This is a bit late, but I see that the main points in this question have not been completely addressed. I'll set
\begin{equation}
\sigma = 1
\end{equation}
for this answer.
The definition of white noise may be context-dependent: How you define it depends on what you want to do with it. There's nothing inherently wrong with saying that white noise (indexed by a set $T$) is just the process of iid standard normal random variables indexed by $T$, i.e. $E[X(t)X(s)] = \begin{cases} 1 & t = s \\ 0 & t \neq s \end{cases}.$ However, as cardinal noted here, Example 1.2.5 of Kallianpur's text shows that this process is not measurable (as a function of $(t, \omega)$). This is why, as Did commented above, $Y$ is undefined (with this definition of $X$). Thus, this definition of white noise is not appropriate for defining objects like $Y$.
Rather, you want $X$ to have covariance given by the Dirac delta. But the $\delta$ function is not a function but rather a measure and the best context for understanding it is the theory of distributions (or generalized functions---these are not to be confused with "probability distributions"). Likewise, the appropriate context for white noise is the theory of random distributions.
Let's warm up with a heuristic explanation: We'll think of white noise as the "derivative" of Brownian motion: "$dB_t/dt = X_t$". So ignoring rigor for a moment, we could write
\begin{equation}
\int_0^T h(t) X(t) dt = \int_0^T h(t) \frac{dB_t}{dt} dt = \int_0^T h(t) dB_t.
\end{equation}
The reason this isn't rigorous is that Brownian motion is nowhere differentiable. However, the theory of distributions allows us to "differentiate" non-differentiable functions. First of all, a distribution is a linear functional (linear map taking values in the real numbers) on a space of "test functions" (usually smooth functions of compact support). A continuous function $F$ can be viewed as a distribution via the pairing
\begin{equation}
(F, f) = \int_0^\infty F(t) f(t) dt.
\end{equation}
The distributional derivative of $F$ is the distribution $F'$ whose pairing with a test function $f$ is defined by
\begin{equation}
(F', f) = -(F, f').
\end{equation}
Thinking of Brownian motion as a random function, we can define white noise $X$ as its distributional derivative. Thus, $X$ is a random distribution whose pairing with a test function $f$ is the random variable
\begin{equation}
(X, f) = -(B, f') = -\int_0^\infty B(t) f'(t) dt.
\end{equation}
By stochastic integration by parts,
\begin{equation}
(X, f) = \int_0^\infty f(t) dB_t;
\end{equation}
this is the Itô integral of $f$ with respect to $B$.

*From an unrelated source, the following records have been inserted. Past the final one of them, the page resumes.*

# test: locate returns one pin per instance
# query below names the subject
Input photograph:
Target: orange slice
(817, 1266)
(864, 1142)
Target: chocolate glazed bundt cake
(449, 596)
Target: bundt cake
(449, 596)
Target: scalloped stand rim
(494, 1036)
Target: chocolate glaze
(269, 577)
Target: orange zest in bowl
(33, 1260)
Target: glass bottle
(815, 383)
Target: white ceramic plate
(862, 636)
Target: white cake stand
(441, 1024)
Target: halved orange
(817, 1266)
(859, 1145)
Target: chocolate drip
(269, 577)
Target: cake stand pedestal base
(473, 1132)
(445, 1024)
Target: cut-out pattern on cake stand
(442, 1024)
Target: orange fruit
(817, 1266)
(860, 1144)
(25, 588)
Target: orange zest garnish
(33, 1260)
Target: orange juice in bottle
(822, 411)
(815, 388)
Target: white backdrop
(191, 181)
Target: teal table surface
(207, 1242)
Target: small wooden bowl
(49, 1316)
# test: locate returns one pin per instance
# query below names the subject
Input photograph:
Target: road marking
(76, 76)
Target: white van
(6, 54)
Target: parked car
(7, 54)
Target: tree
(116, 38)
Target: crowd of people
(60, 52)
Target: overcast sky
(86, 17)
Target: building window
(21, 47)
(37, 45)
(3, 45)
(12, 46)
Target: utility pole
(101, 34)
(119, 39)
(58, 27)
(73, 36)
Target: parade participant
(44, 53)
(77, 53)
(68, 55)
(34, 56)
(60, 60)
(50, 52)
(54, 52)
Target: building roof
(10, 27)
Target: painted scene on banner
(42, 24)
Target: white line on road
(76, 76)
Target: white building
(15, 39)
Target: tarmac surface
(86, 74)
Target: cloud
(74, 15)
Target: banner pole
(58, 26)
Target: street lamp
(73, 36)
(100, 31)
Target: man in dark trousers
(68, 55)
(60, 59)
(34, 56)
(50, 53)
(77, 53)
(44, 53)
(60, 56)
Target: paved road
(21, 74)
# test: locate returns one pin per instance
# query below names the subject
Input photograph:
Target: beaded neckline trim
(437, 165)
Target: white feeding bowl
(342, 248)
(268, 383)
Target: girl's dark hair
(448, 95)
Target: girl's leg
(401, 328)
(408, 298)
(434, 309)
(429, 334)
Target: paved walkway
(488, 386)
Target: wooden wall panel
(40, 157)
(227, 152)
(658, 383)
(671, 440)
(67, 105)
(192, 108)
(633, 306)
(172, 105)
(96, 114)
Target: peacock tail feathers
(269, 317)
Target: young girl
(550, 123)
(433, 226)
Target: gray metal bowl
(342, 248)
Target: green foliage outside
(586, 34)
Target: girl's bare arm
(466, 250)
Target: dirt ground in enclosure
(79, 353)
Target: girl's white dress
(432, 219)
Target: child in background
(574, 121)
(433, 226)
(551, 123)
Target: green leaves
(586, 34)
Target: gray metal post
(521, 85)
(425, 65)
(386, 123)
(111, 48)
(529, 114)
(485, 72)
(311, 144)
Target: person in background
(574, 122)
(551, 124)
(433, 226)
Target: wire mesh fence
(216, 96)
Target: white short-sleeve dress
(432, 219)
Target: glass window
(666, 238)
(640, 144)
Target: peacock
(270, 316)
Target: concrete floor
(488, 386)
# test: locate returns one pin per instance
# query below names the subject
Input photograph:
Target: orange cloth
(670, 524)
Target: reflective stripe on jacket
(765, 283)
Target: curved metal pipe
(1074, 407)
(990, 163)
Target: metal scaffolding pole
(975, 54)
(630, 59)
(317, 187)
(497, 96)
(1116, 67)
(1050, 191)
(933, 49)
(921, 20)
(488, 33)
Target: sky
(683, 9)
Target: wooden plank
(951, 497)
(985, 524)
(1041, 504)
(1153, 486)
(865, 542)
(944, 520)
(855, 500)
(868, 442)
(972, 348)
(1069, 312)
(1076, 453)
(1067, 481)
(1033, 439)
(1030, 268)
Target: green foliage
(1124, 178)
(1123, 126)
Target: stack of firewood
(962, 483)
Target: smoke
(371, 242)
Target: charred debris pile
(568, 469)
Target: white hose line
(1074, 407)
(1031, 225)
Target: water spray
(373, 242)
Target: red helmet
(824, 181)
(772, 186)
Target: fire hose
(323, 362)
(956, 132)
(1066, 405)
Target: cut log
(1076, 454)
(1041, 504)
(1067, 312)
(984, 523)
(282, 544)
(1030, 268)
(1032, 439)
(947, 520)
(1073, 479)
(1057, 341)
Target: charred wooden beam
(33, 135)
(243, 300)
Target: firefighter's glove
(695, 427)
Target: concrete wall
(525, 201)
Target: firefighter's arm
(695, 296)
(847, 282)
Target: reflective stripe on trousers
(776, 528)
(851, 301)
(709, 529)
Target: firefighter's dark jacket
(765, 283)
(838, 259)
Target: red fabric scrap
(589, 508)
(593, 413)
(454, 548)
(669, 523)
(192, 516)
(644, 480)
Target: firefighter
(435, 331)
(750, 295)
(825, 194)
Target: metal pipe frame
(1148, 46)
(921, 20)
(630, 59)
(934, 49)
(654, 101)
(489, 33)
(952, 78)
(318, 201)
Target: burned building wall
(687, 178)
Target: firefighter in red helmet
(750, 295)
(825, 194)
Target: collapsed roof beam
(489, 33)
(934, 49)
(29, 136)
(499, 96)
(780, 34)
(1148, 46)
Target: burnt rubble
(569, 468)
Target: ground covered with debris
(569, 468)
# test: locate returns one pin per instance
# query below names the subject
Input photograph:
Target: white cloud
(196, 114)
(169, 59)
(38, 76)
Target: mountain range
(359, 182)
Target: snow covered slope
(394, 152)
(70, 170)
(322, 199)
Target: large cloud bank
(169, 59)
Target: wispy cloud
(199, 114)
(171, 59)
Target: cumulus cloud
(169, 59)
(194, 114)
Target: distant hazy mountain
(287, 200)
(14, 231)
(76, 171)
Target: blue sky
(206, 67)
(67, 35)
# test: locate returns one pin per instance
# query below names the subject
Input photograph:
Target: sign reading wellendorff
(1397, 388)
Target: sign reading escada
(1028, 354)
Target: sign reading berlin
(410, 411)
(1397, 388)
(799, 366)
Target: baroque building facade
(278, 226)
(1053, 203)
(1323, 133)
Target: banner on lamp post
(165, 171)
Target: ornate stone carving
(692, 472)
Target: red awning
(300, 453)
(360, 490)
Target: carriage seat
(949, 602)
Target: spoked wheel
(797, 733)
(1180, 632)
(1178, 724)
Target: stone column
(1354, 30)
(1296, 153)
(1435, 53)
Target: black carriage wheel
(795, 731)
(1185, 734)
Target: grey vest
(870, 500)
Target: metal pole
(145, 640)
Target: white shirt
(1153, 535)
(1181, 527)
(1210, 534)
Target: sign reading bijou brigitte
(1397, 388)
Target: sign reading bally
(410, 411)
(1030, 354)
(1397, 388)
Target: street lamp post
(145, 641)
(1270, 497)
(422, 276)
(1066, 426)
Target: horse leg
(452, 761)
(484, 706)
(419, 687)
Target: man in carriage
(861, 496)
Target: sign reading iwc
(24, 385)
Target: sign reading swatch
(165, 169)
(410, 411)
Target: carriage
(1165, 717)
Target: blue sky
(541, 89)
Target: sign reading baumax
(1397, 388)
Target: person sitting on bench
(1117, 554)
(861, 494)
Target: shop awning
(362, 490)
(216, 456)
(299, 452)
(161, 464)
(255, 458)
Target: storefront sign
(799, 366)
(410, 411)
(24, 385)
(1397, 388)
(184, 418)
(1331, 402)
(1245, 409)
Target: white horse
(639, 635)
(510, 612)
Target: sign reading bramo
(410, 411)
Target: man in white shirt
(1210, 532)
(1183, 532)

Now a well-known fact in stochastic calculus is that $M_T = \int_0^T f(t) dB_t$ is a martingale starting at $M_0 = 0$, so $E (X, f) = 0$. Moreover, by the Itô isometry,
\begin{equation}
\mathrm{Var}((X, f)) = E (X, f)^2 = \int_0^\infty f(t)^2 dt.
\end{equation}
It can also be verified that $(X, f)$ is Gaussian.
My main point is that a more appropriate definition of $Y$ might be
\begin{equation}
Y = \int_0^T h(t) dB_t.
\end{equation}
As a last note, because of the way $X$ was defined above, $X_t$ is not defined but $(X, f)$ is. That is, $X$ is a stochastic process but whose index set is given by $T = \{ \text{test functions} \}$ rather than $T = [0, \infty)$. Moreover, again by the Itô isometry,
\begin{equation}
E (X, f) (X, g) = \int_0^\infty f(t) g(t) dt.
\end{equation}
Abandoning rigor again, this becomes
\begin{equation}
E (X, f) (X, g) = \int_0^\infty \int_0^\infty f(s) \delta(s - t) g(t) ds dt
\end{equation}
and it is in this sense that the covariance of $X$ is the Dirac delta.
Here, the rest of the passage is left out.